I was out at lunch with some clients and started discussing properties of database systems and the idea of MySQL not having stored procedures popped up its ugly head again. I explained it did have stored procedures as from 5.0 version, but started a heated debate about whether they were actually of any use any more? Why was there a debate over this issue, I simply said, they are no longer important as they once were.

I put forward the question as to why stored procedures were used and after discussion everyone came to the opinion that they are used primarily for two purposes:

1. A data-level API interface.
2. For encapsulating and abstracting larger, multiple queries or transactions, thus keeping the load on the server, rather than on the network.

Everyone agreed that the second option was still valid, although seemed to be less required now, it was the idea of using stored procedures to maintain an API interface that was intriguing. Let me explain the scenario.

In the last decade, many of the larger database systems looked at implementing a secure API layer using stored procedures to access their database. This had a number of advantages for the business as they saw it including implementing their own security interface, and making access via static api calls.

The api functionality was of great value as it allowed the data administrators to abstract the system they used from the developers. This enables them to change or adjust the database without affecting any third-party applications using their custom api. Although not often a matter of changing the whole system, smaller changes such as table schema, indexes and various everyday operations are invisible to the developers outside. In a similar manner, the outside developers do not need to be restricted to certain libraries or languages to right their applications to interface with the database system. So the question became "why are they not applicable now, or are they?".

Looking at the security feature first, MySQL has the future potential to change this need altogether. Although there is a decent level of control using an acl-style table system to have access defined from host, database right down to the column level, there is still room for improvement. Security defined through methods such as LDAP, RADIUS etc are more common methods today than table definitions. These are potentials in MySQL 5.2 or higher with the implementation of pluggable architecture which may eventually allow a user-defined authentication system with little administrative changes.

The other option of static api is a different matter however.
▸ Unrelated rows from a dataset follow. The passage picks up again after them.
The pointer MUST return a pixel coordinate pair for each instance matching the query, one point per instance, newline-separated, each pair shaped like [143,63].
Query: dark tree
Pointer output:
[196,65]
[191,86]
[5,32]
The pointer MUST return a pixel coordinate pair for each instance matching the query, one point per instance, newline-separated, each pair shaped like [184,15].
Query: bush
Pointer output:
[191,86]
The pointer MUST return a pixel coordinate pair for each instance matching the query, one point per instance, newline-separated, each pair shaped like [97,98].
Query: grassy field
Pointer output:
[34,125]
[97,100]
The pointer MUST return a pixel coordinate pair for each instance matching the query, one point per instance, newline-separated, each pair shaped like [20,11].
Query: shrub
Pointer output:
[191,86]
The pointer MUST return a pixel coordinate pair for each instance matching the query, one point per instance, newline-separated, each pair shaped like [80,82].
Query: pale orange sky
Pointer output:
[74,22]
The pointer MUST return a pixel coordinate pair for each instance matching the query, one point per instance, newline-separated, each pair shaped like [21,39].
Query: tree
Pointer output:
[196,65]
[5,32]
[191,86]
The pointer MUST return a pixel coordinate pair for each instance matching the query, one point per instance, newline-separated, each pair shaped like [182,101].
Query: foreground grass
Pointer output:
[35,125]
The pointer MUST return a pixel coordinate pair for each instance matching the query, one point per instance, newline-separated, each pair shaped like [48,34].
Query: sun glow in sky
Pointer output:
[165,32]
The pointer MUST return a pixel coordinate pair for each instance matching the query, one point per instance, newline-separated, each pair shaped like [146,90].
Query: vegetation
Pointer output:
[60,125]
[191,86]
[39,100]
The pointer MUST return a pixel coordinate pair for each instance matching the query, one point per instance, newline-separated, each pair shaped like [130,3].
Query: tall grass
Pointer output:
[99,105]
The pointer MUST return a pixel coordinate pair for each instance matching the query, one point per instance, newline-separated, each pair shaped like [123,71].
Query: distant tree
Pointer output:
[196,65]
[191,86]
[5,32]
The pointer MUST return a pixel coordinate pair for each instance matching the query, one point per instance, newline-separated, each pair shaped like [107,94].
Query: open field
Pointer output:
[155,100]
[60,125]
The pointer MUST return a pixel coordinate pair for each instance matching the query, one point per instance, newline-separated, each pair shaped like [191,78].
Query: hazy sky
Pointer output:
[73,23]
Do we still need to define an api for accessing the data layer? I reasoned that this was no longer the case as there are a number of new technologies that will do this instead. The first technology is that of the object-relational mappers (ORM's) which allow developers to program queries without needing to understand the SQL syntax in great details. One of the most common ORM's in use today is Hibernate, used within the Java programming language. The concept with ORM's is that the developer does not need to understand SQL in detail, but treat the query as an object and use methods such as "filter()" or "sort()" etc to construct the query that will be sent to the database server.

The other option for third-party access is that of web services. It is no longer considered necessary to have direct access to the data, and rather than a proprietary api being used, a standardised method of web services could be implemented. This will provide the same benefits in terms of getting data, setting data etc, but is done using standards that are platform, database and language independent. The ability to use services via protocols such as SOAP or REST are a much better option given todays technologies and provide more structured and better defined access to data without compromising security or integrity.

It seems that by the end of the conversation everyone agreed that web services was a better method than stored procedures for the api layer. Does anyone disagree with the resolution that we came to here? Are we looking at this the wrong way - are stored procedure api's still a good option?